For Israel, the implications are immediate and strategic. Israel has long maintained a policy of nuclear opacity, relying on deterrence without formal declaration. Its security doctrine rests on preserving qualitative military superiority in a volatile region. A Turkish nuclear capability—even if framed as defensive—could reshape regional calculations. Turkey is not a peripheral actor; it has deep influence across the Levant, maintains close ties with certain Islamist political movements, and has experienced strained relations with Jerusalem over the past decade.

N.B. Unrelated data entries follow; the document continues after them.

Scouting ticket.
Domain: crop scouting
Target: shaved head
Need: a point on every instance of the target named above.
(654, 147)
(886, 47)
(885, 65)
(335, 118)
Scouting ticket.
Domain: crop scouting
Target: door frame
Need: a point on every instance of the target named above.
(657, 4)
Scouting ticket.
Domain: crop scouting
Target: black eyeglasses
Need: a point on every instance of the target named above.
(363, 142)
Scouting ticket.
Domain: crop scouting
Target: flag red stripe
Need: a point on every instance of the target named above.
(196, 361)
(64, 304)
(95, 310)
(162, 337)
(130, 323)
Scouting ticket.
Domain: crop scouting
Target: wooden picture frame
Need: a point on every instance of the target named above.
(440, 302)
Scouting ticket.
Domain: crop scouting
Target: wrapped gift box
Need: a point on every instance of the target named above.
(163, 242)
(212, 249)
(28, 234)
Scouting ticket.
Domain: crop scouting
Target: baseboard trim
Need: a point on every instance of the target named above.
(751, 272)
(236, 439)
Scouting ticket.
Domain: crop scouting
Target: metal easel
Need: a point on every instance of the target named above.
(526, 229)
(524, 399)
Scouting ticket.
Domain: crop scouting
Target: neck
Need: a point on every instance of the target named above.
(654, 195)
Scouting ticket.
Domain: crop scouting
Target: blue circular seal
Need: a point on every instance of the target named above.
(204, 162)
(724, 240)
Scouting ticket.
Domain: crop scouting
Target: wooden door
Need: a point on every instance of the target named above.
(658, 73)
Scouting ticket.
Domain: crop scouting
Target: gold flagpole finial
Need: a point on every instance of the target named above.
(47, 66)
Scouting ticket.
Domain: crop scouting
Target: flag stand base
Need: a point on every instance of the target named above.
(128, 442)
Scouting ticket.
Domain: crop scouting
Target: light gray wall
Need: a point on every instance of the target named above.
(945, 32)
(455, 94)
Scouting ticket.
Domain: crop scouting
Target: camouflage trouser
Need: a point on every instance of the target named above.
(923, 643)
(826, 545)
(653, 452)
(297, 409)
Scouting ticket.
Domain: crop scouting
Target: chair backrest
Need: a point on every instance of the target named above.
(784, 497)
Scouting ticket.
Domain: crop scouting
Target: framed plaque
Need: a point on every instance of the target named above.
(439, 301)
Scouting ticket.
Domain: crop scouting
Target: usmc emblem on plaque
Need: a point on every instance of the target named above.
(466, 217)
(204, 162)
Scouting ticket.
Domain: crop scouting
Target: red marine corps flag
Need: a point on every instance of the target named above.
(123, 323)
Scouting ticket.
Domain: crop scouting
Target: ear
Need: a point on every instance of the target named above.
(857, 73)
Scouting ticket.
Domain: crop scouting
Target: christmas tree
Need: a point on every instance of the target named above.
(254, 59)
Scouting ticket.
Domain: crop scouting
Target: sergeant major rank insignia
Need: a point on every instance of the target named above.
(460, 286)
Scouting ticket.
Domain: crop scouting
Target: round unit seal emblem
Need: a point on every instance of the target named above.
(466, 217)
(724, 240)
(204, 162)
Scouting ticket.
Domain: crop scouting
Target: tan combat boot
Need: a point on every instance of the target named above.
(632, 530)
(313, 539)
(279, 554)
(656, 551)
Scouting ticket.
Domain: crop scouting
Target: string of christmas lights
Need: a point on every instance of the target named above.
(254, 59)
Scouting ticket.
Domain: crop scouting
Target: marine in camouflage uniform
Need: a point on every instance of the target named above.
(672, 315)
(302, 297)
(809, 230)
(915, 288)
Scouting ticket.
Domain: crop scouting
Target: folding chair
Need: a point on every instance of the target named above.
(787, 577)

A new nuclear power in the broader Middle Eastern environment would increase risks of miscalculation, escalation, and cascading proliferation. Saudi Arabia has already signaled it would pursue nuclear capabilities if Iran acquires them. If Turkey were to join the nuclear club, the regional deterrence landscape could fragment further, eroding the already fragile architecture designed to prevent nuclear spread.

For India, the concern is different but equally serious. India’s strategic environment already includes two nuclear-armed neighbors—Pakistan and China. Ankara’s growing alignment with Islamabad on several diplomatic and defense issues has not gone unnoticed in New Delhi. A Turkish nuclear capability, particularly if accompanied by expanded defense cooperation with Pakistan, would complicate India’s security calculus across West Asia and beyond. Despite a distance of 4500 km, Turkey’s strategic depth would increase as would the danger of a second Islamic power armed with a nuclear bomb.

India also has deep and growing interests in the Eastern Mediterranean, the Gulf, and Africa—regions where Turkey has expanded its geopolitical footprint. As a country that has long advocated responsible nuclear stewardship while remaining outside the NPT framework, India is acutely aware of how fragile the non-proliferation regime can be. A NATO member crossing the nuclear threshold would send a powerful signal that global norms are weakening, potentially encouraging other technologically capable states to reconsider their restraint.

There is also the broader systemic issue: the erosion of the nuclear taboo. For decades, the world has relied not only on treaties but also on informal norms discouraging the spread and normalization of nuclear weapons. Each additional state that acquires such weapons reduces the psychological and diplomatic barriers to further proliferation. In an era of regional wars, great-power rivalry, and weakening multilateral institutions, that erosion would be dangerous.

To be clear, Turkey officially denies any intent to pursue nuclear weapons. Its nuclear energy program, including cooperation with Russia at the Akkuyu nuclear power plant, is presented as civilian. Yet history shows that civilian nuclear infrastructure can shorten breakout timelines if political decisions change. Strategic foresight requires evaluating risks before they materialise, not after.

For Israel and India, the prudent approach is not alarmism but vigilance. Both countries should deepen strategic dialogue with NATO partners, reinforce non-proliferation mechanisms, and strengthen regional diplomatic channels. Quiet preventive diplomacy often proves more effective than public confrontation.

The question is not whether Turkey will build a nuclear weapon tomorrow. The question is whether the international community is prepared for the geopolitical shockwave if it ever chooses to do so. In a world already struggling to contain proliferation pressures, a new nuclear-armed power at the crossroads of Europe and the Middle East would not merely shift regional balances—it could accelerate the unraveling of the global non-proliferation order itself.

And that is why Jerusalem and New Delhi alike would be wise to pay attention as Prime Minister Modi prepares to visit Israel, the Turkish-Pakistani equation as well as potential issues such as Turkish nuclear ambitions deserve additional scrutiny.